Bukannya berhenti, Tasya terus saja menjambaknya tanpa ampun. "Gue cabut rambut lo semua ampe ke akar-akarnya...!"

~°°~

Satu keputusan yang sudah Sabrina pikirkan sejak dia terluka dengan ucapan Ezra, dia tidak mau kalau harga dirinya semakin dipermainkan. Dia tidak tahu lagi ke tempat di mana dia bisa merasa aman, dan tahu bahwa mereka akan menerimanya kembali. Sabrina merasa bersalah, dialah orang yang memperumit kehidupannya sendiri. Dia sudah melakukan kesalahan besar, dan kesalahan itu berujung kepada kesalahan lainnya; saling terkait seperti jaring laba-laba, dan kalau dia tidak segera pergi dari jeratan itu, dia bisa gila.

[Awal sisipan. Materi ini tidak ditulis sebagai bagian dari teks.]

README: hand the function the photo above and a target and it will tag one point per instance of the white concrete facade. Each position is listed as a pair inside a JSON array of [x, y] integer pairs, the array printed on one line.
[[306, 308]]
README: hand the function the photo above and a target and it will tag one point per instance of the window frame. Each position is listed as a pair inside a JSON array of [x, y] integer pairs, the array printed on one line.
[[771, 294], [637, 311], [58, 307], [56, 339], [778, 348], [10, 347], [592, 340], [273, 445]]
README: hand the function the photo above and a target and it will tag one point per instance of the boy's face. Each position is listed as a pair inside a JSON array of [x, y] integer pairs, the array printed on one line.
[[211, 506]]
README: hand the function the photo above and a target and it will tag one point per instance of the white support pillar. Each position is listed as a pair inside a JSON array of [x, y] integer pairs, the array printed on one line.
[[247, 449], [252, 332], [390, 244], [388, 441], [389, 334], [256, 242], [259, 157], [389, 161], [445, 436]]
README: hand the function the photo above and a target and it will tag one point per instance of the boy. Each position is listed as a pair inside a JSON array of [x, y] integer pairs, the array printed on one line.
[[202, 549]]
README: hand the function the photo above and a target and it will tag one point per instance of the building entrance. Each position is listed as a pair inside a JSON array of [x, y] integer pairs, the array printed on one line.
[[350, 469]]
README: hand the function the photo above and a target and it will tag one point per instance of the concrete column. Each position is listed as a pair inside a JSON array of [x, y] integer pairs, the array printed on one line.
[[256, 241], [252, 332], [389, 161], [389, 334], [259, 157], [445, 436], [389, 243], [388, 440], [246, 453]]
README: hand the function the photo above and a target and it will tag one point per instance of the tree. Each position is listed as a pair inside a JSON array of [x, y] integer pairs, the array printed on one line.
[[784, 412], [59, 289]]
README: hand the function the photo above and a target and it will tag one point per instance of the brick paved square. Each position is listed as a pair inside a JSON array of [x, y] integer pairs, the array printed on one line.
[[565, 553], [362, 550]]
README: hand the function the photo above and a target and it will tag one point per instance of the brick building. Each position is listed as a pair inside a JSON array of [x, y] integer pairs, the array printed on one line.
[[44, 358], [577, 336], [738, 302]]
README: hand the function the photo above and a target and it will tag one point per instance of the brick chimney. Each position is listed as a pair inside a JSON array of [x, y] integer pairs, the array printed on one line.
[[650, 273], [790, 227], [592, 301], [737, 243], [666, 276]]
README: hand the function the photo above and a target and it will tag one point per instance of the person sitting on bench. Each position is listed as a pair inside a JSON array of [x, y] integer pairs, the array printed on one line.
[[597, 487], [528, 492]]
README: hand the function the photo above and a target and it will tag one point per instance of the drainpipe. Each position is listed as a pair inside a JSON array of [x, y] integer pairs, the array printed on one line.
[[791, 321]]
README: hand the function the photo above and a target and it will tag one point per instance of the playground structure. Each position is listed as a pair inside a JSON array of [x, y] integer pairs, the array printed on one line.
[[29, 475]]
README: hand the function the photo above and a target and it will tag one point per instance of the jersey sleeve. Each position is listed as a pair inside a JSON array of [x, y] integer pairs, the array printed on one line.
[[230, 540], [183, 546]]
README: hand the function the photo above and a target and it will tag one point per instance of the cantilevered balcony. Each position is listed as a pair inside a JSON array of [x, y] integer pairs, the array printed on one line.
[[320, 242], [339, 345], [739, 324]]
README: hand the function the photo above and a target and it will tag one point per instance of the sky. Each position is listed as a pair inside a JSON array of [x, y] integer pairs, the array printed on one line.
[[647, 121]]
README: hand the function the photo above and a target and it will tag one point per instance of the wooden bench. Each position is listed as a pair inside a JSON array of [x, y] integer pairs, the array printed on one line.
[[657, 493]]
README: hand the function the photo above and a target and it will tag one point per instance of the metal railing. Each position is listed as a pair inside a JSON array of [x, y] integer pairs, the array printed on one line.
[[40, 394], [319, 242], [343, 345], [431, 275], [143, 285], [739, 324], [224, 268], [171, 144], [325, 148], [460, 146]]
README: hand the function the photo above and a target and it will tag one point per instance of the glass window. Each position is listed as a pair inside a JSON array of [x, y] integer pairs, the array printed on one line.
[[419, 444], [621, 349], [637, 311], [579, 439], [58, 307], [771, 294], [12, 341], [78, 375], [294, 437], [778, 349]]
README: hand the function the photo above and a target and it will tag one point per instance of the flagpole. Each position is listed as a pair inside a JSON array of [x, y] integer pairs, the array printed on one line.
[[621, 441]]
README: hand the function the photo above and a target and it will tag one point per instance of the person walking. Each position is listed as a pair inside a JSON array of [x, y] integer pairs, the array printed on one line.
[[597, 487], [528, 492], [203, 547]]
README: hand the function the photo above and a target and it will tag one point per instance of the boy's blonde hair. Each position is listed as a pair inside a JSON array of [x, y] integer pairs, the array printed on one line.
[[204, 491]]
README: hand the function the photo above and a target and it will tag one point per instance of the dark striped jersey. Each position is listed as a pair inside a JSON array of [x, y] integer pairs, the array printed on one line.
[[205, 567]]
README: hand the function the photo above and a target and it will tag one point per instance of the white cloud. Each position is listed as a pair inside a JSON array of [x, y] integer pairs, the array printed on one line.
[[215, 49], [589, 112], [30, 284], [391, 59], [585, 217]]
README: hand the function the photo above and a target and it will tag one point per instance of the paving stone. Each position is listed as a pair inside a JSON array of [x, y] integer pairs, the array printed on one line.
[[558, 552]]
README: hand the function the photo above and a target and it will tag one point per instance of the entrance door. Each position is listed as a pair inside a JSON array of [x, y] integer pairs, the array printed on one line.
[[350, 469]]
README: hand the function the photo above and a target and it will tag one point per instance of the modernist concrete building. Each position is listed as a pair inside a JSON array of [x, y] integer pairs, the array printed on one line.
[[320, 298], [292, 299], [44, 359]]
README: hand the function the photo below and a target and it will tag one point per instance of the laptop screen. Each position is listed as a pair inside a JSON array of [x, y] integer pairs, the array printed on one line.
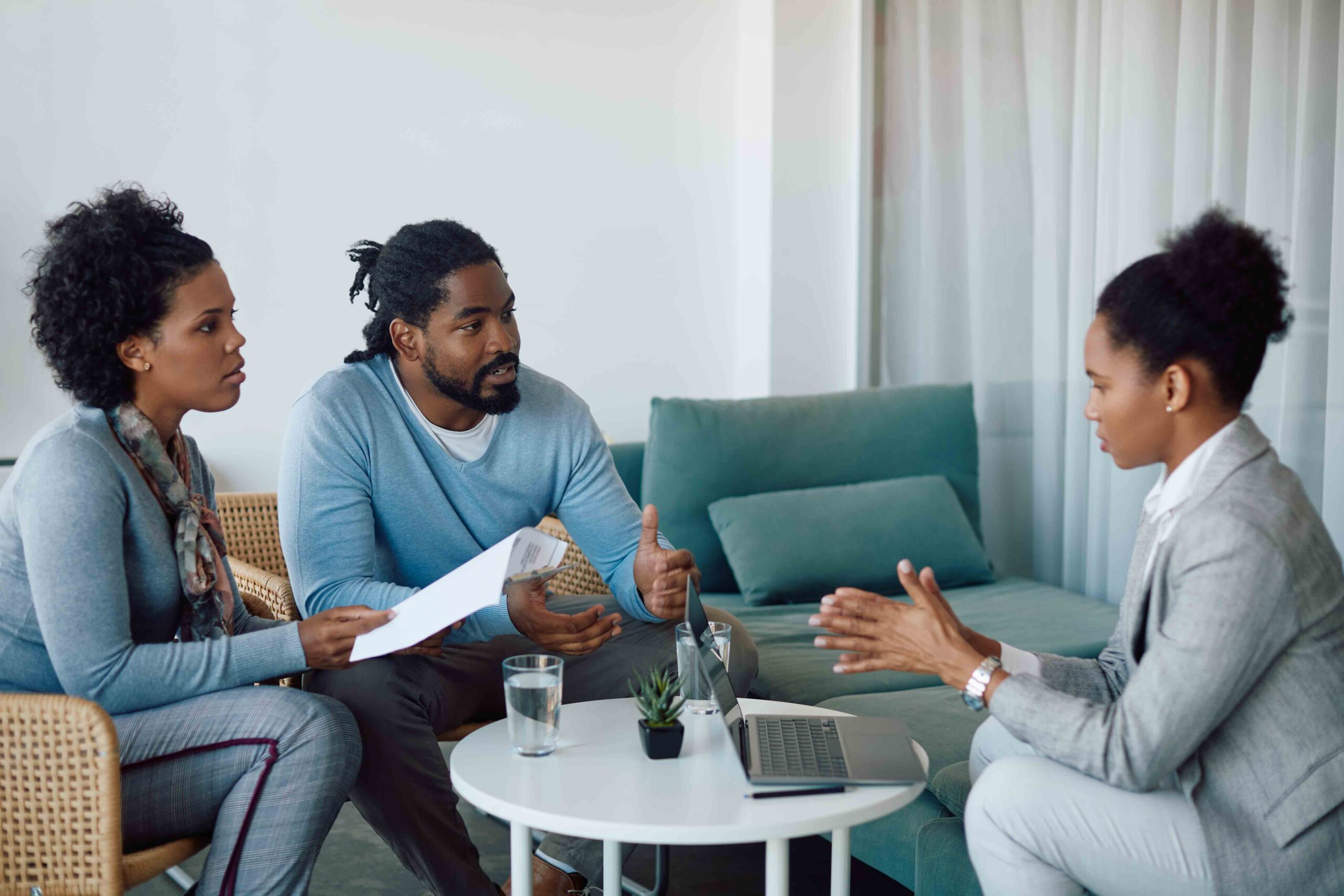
[[722, 686]]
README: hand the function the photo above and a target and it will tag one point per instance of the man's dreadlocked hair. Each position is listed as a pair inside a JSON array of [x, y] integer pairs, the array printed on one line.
[[406, 276]]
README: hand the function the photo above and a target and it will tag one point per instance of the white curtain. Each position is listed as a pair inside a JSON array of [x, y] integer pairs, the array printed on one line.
[[1031, 150]]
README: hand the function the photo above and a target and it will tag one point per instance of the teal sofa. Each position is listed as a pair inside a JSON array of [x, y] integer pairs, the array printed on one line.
[[704, 450]]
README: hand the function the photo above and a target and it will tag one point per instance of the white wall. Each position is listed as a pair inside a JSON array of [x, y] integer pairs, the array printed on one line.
[[598, 148]]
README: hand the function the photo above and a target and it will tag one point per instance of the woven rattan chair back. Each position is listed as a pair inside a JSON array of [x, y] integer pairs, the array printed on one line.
[[252, 529], [59, 797], [584, 578]]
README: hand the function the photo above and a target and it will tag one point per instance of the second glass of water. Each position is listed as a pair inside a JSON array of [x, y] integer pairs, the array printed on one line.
[[533, 687], [697, 690]]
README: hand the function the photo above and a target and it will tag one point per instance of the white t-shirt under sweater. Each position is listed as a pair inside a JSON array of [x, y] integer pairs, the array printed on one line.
[[466, 446]]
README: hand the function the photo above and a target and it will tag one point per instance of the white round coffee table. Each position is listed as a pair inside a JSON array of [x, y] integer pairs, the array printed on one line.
[[600, 785]]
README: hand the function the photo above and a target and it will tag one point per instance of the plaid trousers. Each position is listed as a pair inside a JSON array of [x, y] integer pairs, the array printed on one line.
[[262, 770]]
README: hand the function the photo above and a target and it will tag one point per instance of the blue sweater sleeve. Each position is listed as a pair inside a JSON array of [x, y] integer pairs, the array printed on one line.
[[604, 519], [327, 523], [70, 511]]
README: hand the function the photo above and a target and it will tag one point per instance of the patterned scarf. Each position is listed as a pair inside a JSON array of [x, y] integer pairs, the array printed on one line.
[[200, 541]]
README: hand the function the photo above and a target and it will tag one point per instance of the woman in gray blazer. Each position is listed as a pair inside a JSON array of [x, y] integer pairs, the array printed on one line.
[[113, 578], [1203, 750]]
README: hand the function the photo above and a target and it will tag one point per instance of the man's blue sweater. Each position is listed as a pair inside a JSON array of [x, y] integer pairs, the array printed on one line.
[[373, 508]]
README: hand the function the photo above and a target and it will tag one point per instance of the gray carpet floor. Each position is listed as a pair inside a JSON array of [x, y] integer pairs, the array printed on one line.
[[355, 860]]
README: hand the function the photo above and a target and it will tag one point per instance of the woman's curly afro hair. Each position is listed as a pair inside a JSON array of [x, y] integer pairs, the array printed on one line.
[[1215, 293], [108, 272]]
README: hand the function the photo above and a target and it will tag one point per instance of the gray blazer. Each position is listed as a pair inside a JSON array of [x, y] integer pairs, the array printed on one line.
[[1225, 678]]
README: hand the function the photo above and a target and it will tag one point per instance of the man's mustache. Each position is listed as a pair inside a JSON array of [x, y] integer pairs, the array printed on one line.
[[500, 361]]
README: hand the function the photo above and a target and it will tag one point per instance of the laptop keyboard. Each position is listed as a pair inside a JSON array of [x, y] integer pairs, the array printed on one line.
[[800, 747]]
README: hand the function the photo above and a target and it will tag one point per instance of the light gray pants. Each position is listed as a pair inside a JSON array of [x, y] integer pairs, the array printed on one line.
[[404, 790], [265, 769], [1038, 827]]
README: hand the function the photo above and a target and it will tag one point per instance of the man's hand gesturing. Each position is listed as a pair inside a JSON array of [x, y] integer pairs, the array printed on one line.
[[660, 574], [562, 633]]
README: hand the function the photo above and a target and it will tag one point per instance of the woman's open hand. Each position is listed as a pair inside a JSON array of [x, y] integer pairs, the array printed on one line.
[[878, 633]]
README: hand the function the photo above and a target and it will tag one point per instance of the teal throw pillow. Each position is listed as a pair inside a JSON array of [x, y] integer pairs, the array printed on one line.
[[702, 450], [797, 546]]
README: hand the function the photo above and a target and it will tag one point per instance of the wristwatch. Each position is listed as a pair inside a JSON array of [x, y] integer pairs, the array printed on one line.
[[973, 693]]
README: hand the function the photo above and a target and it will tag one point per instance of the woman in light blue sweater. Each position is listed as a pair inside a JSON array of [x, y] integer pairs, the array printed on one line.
[[113, 579]]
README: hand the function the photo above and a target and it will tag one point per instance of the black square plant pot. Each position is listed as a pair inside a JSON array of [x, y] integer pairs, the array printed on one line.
[[663, 742]]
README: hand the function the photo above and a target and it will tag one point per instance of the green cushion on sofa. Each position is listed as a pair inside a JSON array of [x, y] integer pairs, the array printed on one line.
[[1026, 614], [629, 465], [803, 543], [942, 863], [704, 450]]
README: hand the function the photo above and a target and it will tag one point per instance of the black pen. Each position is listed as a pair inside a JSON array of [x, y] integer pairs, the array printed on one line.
[[768, 794]]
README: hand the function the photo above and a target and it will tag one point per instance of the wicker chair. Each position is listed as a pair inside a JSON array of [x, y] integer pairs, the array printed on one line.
[[61, 803], [252, 535]]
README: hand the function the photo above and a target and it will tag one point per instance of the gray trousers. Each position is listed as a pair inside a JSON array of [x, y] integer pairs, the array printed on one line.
[[265, 769], [401, 702], [1038, 827]]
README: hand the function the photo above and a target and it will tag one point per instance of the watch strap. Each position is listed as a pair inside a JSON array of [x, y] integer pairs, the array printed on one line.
[[973, 693]]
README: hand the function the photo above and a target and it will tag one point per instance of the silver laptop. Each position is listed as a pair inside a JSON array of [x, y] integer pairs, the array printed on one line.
[[810, 750]]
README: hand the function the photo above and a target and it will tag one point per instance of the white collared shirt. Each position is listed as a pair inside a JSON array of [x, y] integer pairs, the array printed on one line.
[[1163, 507]]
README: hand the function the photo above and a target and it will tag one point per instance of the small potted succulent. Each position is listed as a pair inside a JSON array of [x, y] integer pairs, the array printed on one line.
[[659, 698]]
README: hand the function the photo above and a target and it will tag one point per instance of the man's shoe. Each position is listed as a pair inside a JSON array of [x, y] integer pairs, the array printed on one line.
[[549, 880]]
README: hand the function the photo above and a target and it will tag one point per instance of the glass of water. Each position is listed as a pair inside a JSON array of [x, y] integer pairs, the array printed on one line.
[[533, 696], [697, 690]]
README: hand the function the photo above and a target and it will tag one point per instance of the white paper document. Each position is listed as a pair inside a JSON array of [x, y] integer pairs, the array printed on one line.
[[472, 586]]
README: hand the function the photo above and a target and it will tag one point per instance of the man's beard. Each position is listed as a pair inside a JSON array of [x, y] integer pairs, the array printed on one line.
[[505, 399]]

Suasana hening, Sabrina sedang berhadap-hadapan dengan Mira—ibunya. Dia sudah ada di rumah, sejak sepuluh menit lalu, dan ayahnya sedang pergi bekerja, sementara sang adik tentu saja bersekolah. Sebuah keluarga kecil yang bahagia, kini sedang diuji oleh sebuah masalah.

Meski sambil takut-takut, Sabrina bisa memperhatikan bagaimana keadaan sang ibu sekarang; pipi yang menirus dan kantung mata tebal, tak ada senyum, hanyalah helaan napas berat yang sesekali terdengar.

Mira memang pusing, tapi bagaimanapun, anak perempuannya akhirnya mau kembali, di saat dia sendiri terlalu takut untuk menemui anak itu, karena Sabrina bisa saja makin menghindar dan terus menghilang.

Amarah yang dulu selevel tinggi gunung Everest, kini mulai lebih rendah dari Namsan Tower. Ketika amarah yang menggebu-gebu tidak ada lagi, hanya ada satu hal yang bisa Mira lakukan.

"Sini," katanya, dia membuka pelukan lebar-lebar, menyuruh agar Sabrina tenggelam di dalamnya.

Sabrina tidak tahan lagi, keduanya—meledakkan tangisan, dan semakin menjadi-jadi saat berulang kali Sabrina mengucapkan kata 'maaf', dan berjanji dia akan selalu menuruti perkataan kedua orang tuanya, termasuk cuci piring setelah makan.